Do., 13.06.2019

Gütersloh: Bima lässt 16 Hektar herauslösen, um eine Südtangente zu ermöglichen Nationales Naturerbe ist geschrumpft

Zugepflasterte Flächen auf dem Kasernenareal könnten für die Natur entsiegelt und als Ausgleichsflächen genutzt werden. Diese Möglichkeit wird in einem Gutachten geprüft.

Zugepflasterte Flächen auf dem Kasernenareal könnten für die Natur entsiegelt und als Ausgleichsflächen genutzt werden. Diese Möglichkeit wird in einem Gutachten geprüft. Foto: Wolfgang Wotke

Von Stephan Rechlin

Gütersloh (WB). Das Nationale Naturerbe auf dem Kasernenareal an der Marienfelder Straße ist über Nacht geschrumpft. Es ist jetzt 16 Hektar kleiner als zuvor, nimmt mit 206 Hektar aber nach wie vor zwei Drittel des Geländes ein.
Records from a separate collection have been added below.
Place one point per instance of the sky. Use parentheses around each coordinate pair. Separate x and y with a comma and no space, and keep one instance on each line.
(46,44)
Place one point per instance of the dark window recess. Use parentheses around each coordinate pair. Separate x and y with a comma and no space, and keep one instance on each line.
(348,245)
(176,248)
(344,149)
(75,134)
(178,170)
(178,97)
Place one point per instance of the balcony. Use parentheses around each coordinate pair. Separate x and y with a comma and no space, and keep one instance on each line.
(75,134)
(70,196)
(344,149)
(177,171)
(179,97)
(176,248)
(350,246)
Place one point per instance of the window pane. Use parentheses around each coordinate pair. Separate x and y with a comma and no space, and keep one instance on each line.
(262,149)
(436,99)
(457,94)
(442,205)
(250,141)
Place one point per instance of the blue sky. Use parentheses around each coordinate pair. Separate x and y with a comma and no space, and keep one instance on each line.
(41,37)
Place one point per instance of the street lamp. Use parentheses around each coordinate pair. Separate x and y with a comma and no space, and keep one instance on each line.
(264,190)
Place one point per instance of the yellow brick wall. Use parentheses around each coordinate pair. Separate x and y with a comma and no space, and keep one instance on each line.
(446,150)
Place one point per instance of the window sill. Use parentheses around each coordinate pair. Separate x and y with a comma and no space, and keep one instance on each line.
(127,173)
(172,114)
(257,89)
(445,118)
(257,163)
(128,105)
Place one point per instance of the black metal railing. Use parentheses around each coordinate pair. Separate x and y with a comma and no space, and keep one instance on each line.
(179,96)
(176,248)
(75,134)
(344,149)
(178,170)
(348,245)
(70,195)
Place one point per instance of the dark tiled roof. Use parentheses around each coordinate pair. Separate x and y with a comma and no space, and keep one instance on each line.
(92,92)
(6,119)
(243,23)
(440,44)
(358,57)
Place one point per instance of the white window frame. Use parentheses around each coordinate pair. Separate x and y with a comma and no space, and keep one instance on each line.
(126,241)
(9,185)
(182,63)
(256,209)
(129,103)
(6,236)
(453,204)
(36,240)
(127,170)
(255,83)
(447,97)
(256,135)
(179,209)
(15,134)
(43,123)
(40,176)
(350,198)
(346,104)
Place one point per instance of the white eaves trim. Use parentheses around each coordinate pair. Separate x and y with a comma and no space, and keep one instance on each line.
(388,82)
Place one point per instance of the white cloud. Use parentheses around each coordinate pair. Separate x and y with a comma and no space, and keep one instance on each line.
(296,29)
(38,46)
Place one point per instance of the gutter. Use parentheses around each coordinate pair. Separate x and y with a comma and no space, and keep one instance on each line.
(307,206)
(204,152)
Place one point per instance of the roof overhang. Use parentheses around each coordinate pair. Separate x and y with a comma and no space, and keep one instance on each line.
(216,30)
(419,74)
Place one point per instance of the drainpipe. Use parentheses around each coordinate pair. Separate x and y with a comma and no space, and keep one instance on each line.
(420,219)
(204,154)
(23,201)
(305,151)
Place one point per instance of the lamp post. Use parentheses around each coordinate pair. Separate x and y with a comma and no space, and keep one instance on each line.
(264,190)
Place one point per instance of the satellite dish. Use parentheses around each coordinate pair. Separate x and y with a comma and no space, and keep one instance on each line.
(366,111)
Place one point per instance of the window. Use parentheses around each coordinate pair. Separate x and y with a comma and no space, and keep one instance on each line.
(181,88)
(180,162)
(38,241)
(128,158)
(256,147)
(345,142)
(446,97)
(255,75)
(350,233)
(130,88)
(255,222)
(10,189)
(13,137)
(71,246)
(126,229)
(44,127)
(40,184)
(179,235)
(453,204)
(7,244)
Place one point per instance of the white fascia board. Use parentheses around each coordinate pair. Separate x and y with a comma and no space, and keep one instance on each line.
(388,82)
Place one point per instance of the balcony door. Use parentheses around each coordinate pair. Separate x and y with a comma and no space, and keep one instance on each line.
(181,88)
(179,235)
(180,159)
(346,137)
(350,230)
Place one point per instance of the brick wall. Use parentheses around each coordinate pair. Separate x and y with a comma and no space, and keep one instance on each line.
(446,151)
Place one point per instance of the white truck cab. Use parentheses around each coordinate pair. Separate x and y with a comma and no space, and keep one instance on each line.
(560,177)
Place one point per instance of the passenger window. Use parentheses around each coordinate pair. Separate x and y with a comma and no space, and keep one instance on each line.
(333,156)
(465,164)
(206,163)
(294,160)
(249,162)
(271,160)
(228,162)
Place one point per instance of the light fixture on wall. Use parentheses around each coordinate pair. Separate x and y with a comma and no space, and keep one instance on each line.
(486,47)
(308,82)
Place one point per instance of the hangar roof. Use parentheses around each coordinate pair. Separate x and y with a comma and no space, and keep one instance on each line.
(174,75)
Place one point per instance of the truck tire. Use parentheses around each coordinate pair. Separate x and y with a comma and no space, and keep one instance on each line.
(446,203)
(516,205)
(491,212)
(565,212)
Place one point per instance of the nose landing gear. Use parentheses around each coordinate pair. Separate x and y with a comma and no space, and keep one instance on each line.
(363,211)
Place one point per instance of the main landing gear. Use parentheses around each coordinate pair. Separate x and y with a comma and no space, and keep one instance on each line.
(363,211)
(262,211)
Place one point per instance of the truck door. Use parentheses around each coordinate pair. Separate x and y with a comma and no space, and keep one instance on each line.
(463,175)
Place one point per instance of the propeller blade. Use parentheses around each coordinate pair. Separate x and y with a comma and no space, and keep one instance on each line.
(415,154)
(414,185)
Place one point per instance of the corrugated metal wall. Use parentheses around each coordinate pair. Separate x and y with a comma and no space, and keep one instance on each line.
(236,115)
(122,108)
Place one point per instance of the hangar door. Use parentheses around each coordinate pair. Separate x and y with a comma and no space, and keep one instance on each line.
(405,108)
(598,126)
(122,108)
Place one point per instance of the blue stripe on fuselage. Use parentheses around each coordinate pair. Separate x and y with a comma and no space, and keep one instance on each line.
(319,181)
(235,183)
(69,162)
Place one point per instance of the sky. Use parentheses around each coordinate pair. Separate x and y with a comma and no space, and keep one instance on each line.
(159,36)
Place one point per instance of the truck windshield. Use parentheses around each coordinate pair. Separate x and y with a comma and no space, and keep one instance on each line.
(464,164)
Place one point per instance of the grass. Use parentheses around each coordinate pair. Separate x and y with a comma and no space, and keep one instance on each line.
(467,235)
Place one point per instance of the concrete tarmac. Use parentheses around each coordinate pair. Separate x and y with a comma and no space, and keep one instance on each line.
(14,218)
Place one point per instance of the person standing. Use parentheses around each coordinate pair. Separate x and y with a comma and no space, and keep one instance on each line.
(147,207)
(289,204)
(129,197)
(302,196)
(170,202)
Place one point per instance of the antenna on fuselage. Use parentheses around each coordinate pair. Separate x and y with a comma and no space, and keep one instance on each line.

Die 16 Hektar hat die Bundesanstalt für Immobilienaufgaben (Bima) auf Wunsch der Stadt Gütersloh aus dem Naturerbe-Areal herausnehmen lassen. Sie befinden sich am südlichen Ende, an der Straße »Am Stellbrink«. Dort könnte einmal eine die Marienfelder Straße entlastende »Südtangente« gebaut werden – sie war von Verkehrsexperten in drei Bürgerversammlungen empfohlen worden. Wilhelm Gröver, Leiter der Abteilung Umwelt: »Nur weil jetzt planerische Voraussetzungen geschaffen werden, heißt das noch lange nicht, dass diese Straße auch tatsächlich gebaut wird.«

Südtangente bleibt möglich

Angelika Daum vom Naturschutzbund im Kreis Gütersloh kritisiert diese Vorgehensweise im Landschaftsbeirat des Kreises Gütersloh dennoch als befremdlich: »Wir tun also nichts, um künftigen Autoverkehr dort zu verhindern?« Gröver: »Wir schaffen nur die Voraussetzungen, ihn nicht von vornherein auszuschließen.«

Inwieweit solch eine mögliche Südtangente überhaupt mit einem Nationalen Naturerbe vereinbar ist, untersucht derzeit Ulrich Cordes vom Landschaftsplanungsbüro Lökplan aus Anröchte. Bis Mitte kommenden Jahres soll er im Auftrag von Bima und Bundesamt für Naturschutz die verschiedenen Pflanzen- und Tierarten auf dem Areal ermitteln, einen Pflegeplan erstellen und Empfehlungen ausarbeiten, wie das Naturerbe vor Störungen durch das geplante Gewerbegebiet, durch Besucher oder eben den Straßenverkehr geschützt werden kann. Die Studie werde auch zeigen, inwieweit betonierte Flächen wie die Landebahn entsiegelt und als Ausgleichsflächen eingesetzt werden können. Wilhelm Gröver kündigt an, die Ergebnisse zum Jahresende 2020 im Beirat vorzustellen: »Schon jetzt wird auf dem Gelände gemäht. Das geschieht im Auftrag der Bima und in enger Abstimmung mit der Biologischen Station Gütersloh-Bielefeld.«

Arbeit am Landschaftsplan

Der Kreis strebe an, die Naturerbefläche als Naturschutzgebiet in den Landschaftsplan für die Stadt Gütersloh aufzunehmen. Eine Arbeitsgruppe des Kreisumweltausschusses habe in bisher 15 Sitzungen und drei Außenterminen die überwiegende Zahl von Einwänden gegen den Landschaftsplan geprüft; weitere zwei Sitzungen seien noch erforderlich, um wirklich alle Widersprüche zu untersuchen. Einen gewissen Ärger habe der besondere Schutzstatus von Niederungen und Uferabschnitten an Bächen erzeugt, die an landwirtschaftlich genutzten Feldern grenzten. Für sie habe der Kriterien-Katalog angepasst werden müssen.